2. The favours indicated are only about temporal needs, so what can we say of the spiritual graces that Mary has obtained and does obtain for her devotees? We would have to write huge volumes to list the spiritual graces that her devotees have received and receive every day by the hand of this great benefactress of the human race. How many virgins owe the preservation of their state to her protection! How many of the afflicted have been comforted! How many passions have been overcome! How many martyrs have been strengthened! How many snares of the devil have been overcome! Saint Bernard, after listing a range of favours Mary obtained for her devotees every day, finishes by saying that everything good that comes from God, comes through Mary: “Totum nos Deus habere voluit per Mariam.”
3. Nor is she only the Help of Christians, but also the support of the Universal Church. All the titles we give her recall some favour; all the solemnities celebrated in the Church had their origin in some great miracle, from some extraordinary grace Mary obtained on behalf of the Church. How many confused heretics, how many heresies rooted out, to the point that the Church expresses her gratitude by saying to Mary: “Tu sola, o gran Vergine, fosti colei, che sradicasti tutte le eresie: Cunctas haereses sola interemisti in universo mundo.”
Examples - We will refer to some examples that confirm the great favours Mary obtains for her devotees. Let us begin with the Ave Maria. The angelic greeting, Ave Maria is made up of words said by the Angel to the Blessed Virgin and the ones St Elizabeth added when Mary went to visit her. The 'holy Mary' was added by the Church in the 5th century. During this century a heretic called Nestorius lived in Constantinople. He was a man filled with pride. He added to his impiety by publicly denying the Blessed Virgin the august name of Mother of God. This was a heresy that aimed at knocking down all the principles of our holy Religion. The people of Constantinople trembled with indignation at such blasphemy, and to clarify the truth petitions were sent to the Supreme Pontiff called Celestine at the time, begging him to repair the scandal. In the year 431 the Pontiff called a General Council together in Ephesus, a city in Asia Minor on the banks of the Archipelago. Bishops from all across the Catholic world came to this Council.

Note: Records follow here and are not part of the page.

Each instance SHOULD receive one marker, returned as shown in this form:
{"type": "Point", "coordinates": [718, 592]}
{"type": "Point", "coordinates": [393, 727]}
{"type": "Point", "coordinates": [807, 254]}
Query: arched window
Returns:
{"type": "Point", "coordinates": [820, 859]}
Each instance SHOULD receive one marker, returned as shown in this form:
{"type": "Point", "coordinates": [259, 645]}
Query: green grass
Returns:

St Cyril, Patriarch of Alexandria, presided in the Pope's name. All the people from morning to evening stood at the doors of the church where the bishops were meeting. Then the doors opened and St Cyril appeared at the head of 200 or more bishops and they heard him pronounced the condemnation of the wicked Nestorius. Word of jubilation resounded in every corner of the city. The following words were heard in the mouths of everyone: “Mary's enemy has been vanquished! Long live Mary! Long live the great, the excellent, the glorious Mother of God.” It was then that the Church added those other words to the Ave Maria: Holy Mary, Mother of God, pray for us sinners. Amen. The other words, “now and at the hour of our death”, were introduced by the Church in later times. The solemn declaration of the Council of Ephesus, the august title of Mother of God given to Mary, was then confirmed by other Councils, until the Church instituted the Feast of the Motherhood of Mary celebrated every year on the second Sunday of October. Nestorius, who dared rebel against the Church and blaspheme against the great Mother of God, was severely punished in this life too.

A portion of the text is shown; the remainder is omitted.